Further, guanxi also acts as a substitute for formal institutions, making it essential for business in China. This implies that Indian companies that cannot establish a thriving personal relationship or network with their Chinese partners will not be able to succeed even if they are leaders on certain market-based vectors. As such, Indian companies should shed their short-term mentality as is inherent in Indian culture (Bhasin, 2007) and plan for the long term. Sundaram Fasteners, one of the earliest Indian entrants into China, uses a cricket analogy – “China is a test-match for us and not a 20:20” (Philip, 2003).
The political system in China is a great hindrance to Indian businesses. Joint ventures with Chinese companies can result in public policy-driven rather market-driven strategies, which might not be in the company’s best interest. The needs of the State supersede those of the individual in any communist country. It is advisable that Indian companies develop a flexible exit strategy before they enter the Chinese market to minimize risks in case of the arbitrary imposition of authoritarian action by the Communist government.
Zigang (2004) outlines cross-cultural challenges that could be experienced in China using Hofstede’s four dimensions of culture-based value systems. The paper classifies China as strong in collectivism, medium in feminism, high in uncertainty avoidance and high in centralization of authority. India on the other hand is strong in individualism. It is weak in feminism and has medium centralization of authority. India shares high uncertainty avoidance with China. These factors affect cooperative strategies, conflict management, decision-making, work-group characteristics and motivational systems as outlined in the paper.
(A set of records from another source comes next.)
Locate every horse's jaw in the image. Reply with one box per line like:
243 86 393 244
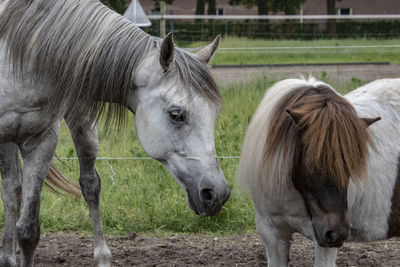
160 158 230 217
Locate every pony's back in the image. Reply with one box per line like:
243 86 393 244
236 78 321 197
237 78 370 196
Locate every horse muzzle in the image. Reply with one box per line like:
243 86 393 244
186 185 230 216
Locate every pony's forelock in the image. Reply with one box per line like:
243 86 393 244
237 77 370 196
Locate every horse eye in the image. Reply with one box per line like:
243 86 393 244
169 109 185 122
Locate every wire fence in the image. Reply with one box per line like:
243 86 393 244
141 14 400 42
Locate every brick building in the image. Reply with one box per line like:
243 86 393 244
139 0 400 15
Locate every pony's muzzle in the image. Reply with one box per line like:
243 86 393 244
199 187 230 216
323 226 349 247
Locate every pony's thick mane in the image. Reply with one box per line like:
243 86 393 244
237 78 370 195
0 0 221 127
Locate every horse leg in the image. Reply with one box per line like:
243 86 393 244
314 245 337 267
0 143 22 266
17 121 60 267
70 122 111 267
256 215 292 267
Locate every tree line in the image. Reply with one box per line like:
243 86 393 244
101 0 340 15
101 0 340 36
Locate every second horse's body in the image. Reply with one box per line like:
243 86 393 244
238 76 400 267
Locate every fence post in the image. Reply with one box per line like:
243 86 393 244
160 1 165 38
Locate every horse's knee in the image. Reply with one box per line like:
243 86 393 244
79 173 101 203
0 255 17 267
94 244 111 267
16 219 40 252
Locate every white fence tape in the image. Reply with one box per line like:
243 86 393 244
60 156 240 160
148 14 400 21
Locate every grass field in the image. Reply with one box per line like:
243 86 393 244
0 74 363 237
186 37 400 65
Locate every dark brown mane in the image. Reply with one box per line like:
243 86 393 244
263 84 370 186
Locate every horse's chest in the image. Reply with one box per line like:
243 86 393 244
0 110 57 144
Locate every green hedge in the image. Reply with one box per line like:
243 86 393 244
144 20 400 42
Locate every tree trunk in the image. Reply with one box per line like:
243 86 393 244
257 0 268 15
285 0 293 40
207 0 217 15
195 0 205 15
255 0 269 38
326 0 336 38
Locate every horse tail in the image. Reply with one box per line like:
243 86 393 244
45 163 82 197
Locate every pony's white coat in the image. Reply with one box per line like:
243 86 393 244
236 79 400 267
0 0 230 267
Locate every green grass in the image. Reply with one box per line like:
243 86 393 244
0 75 370 234
185 37 400 65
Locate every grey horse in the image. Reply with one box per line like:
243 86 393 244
0 0 230 266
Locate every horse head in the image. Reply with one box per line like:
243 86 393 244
129 34 230 216
287 86 380 247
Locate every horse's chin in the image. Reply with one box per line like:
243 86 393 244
186 190 200 215
186 189 222 217
312 223 344 248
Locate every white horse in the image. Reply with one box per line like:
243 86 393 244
0 0 230 266
237 78 400 267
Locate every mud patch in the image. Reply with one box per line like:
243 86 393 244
7 233 400 267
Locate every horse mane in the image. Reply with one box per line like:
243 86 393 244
0 0 222 128
237 78 371 196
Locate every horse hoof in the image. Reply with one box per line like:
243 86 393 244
0 255 17 267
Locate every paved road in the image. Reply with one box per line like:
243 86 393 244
211 64 400 86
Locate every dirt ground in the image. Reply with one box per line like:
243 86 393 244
7 233 400 267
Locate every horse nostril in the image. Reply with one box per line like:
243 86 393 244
324 231 339 246
200 188 215 207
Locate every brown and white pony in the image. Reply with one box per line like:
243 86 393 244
237 78 400 267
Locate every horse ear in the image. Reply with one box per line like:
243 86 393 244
286 109 300 125
195 34 221 64
160 32 175 71
361 117 381 126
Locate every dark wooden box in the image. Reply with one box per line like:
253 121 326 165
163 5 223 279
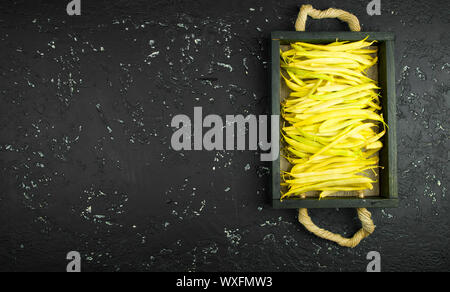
271 31 398 209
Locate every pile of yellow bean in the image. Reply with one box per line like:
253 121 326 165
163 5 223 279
280 38 386 200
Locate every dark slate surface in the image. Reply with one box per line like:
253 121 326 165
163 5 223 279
0 0 450 271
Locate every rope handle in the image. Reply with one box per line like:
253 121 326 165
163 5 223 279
298 208 375 248
295 4 375 248
295 4 361 31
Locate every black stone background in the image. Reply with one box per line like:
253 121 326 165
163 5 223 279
0 0 450 271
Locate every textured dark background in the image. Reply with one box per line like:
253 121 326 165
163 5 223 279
0 0 450 271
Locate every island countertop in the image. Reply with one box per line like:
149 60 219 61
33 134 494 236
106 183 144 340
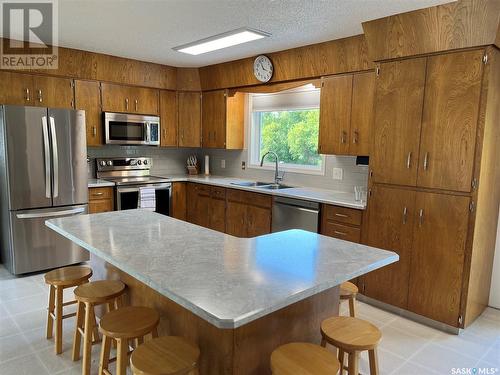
46 210 399 328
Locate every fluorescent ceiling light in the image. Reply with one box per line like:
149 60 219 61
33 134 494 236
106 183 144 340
174 28 271 55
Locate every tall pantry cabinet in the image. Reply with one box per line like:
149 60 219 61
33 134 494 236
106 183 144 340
361 47 500 327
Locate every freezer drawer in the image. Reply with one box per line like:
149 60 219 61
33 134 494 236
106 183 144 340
8 205 89 274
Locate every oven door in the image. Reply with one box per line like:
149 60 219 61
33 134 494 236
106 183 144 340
116 183 172 216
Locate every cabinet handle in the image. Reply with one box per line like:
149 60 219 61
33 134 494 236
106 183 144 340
424 152 429 171
352 130 359 144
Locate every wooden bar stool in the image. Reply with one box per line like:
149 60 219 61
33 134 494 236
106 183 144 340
130 336 200 375
72 280 125 375
271 342 340 375
99 306 160 375
44 266 92 354
340 281 359 318
321 316 382 375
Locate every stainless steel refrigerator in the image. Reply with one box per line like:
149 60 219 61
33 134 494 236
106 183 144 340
0 105 89 274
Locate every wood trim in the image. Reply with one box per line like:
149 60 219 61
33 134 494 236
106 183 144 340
362 0 500 61
200 35 374 90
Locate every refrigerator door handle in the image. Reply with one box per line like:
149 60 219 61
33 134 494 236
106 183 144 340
16 207 85 219
42 116 52 198
50 116 59 198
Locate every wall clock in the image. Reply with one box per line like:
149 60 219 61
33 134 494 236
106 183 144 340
253 55 273 82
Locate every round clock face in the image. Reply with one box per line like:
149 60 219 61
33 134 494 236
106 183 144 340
253 55 273 82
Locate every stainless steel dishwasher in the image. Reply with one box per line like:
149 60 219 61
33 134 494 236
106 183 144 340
271 197 319 233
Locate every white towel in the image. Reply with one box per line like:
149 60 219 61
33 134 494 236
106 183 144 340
137 186 156 211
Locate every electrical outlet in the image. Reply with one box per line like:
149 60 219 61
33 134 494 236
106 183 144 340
333 168 344 180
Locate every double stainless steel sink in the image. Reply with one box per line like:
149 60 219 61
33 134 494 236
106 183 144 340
231 181 292 190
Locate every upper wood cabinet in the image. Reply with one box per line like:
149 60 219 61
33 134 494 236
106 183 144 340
408 192 470 327
318 72 375 155
177 91 201 147
160 90 178 147
362 186 415 309
101 83 159 115
201 90 245 149
0 72 74 108
370 58 426 186
417 50 484 191
75 80 103 146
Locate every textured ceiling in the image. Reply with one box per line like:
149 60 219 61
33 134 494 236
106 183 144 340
2 0 450 67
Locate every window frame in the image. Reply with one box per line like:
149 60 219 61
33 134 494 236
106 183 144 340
246 94 326 176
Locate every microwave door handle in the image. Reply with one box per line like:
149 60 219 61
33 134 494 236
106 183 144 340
50 116 59 198
42 116 52 198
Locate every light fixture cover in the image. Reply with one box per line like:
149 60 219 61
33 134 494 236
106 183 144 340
173 27 271 55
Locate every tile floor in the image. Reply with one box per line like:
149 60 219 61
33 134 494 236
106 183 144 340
0 265 500 375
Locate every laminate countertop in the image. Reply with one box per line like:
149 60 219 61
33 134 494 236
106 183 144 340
46 210 399 328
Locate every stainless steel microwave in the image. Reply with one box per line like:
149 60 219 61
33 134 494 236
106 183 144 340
104 112 160 146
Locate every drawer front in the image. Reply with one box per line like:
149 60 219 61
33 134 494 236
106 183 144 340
226 189 272 208
89 187 113 201
321 221 361 243
323 205 363 225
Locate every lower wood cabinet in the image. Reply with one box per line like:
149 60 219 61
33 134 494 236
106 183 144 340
362 185 470 327
89 187 114 214
172 182 187 221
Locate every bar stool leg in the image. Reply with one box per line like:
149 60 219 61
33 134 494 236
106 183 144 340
347 351 359 375
47 285 56 339
56 286 64 354
71 302 85 361
368 349 379 375
349 296 356 318
116 339 128 375
82 302 94 375
98 335 114 375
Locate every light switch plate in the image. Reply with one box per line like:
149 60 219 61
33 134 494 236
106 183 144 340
333 168 344 180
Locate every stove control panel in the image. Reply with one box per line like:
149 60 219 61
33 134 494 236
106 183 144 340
96 157 153 171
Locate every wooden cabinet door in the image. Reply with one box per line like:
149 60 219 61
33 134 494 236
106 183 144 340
209 187 226 232
33 76 75 108
75 80 103 146
246 205 271 237
201 90 226 148
362 186 416 309
101 83 128 112
318 74 352 155
133 87 160 115
226 199 247 237
172 182 187 221
160 90 177 147
0 72 36 106
370 58 426 186
418 50 484 192
408 192 470 327
349 72 375 155
177 91 201 147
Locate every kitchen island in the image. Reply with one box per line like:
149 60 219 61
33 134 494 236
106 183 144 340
46 210 398 374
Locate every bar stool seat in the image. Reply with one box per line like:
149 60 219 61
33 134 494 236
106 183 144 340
130 336 200 375
72 280 125 375
321 316 382 375
271 342 340 375
44 266 92 354
340 281 359 318
99 306 160 375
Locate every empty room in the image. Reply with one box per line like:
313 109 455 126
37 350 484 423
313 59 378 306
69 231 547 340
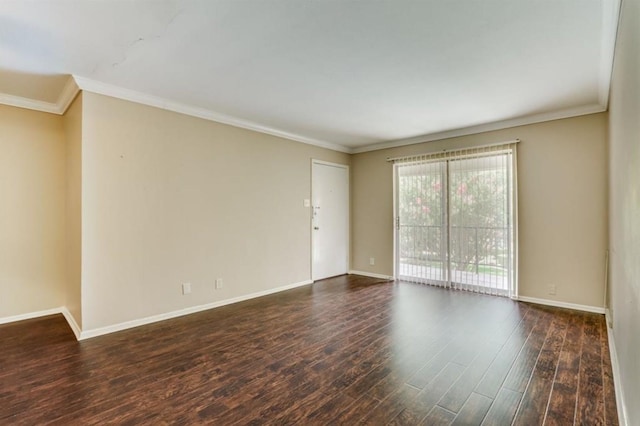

Indian companies should take into consideration these aspects of the Chinese culture, and adjust their operations to smoothen the entry and establishment of businesses there. 5. Conclusion In conclusion, the uniqueness of the Indian and Chinese cultures requires that Indian companies make changes to their business practices before they are able to succeed in China. As the global economy becomes more and more competitive, it will be imperative for Indian businesses to expand their production base to China to preempt cost-cutting by their competitors.
Due to their deeply ingrained heritage, there is a clash of cultures that can pose as a problem. However, the convergence of certain aspects of their cultures, gives Indian businesses an advantage over their American and European counterparts. Cross-cultural challenges arise out of their political systems, language differences, social structure and an inferior perception bias of India and its businesses. Further, India and China have a great cultural divergence when compared using Hofstede’s four dimensions of culture based value systems – collectivism/ individualism, power distance, masculinity/ femininity and uncertainty avoidance.
Opportunities for Indian businesses lie mainly in the area of guanxi. While it can act as a barrier, the establishment and smooth functioning of interpersonal relationships can help a business succeed. Investing time and effort in these relationships is important. Recommendations outlined to address the challenges and take advantage of the opportunities include acquiring a global presence and reputation before venturing into China, preparing long-term plans for investment and expansion, developing a flexible exit strategy and adjusting business operations to suit the nuances of Chinese culture.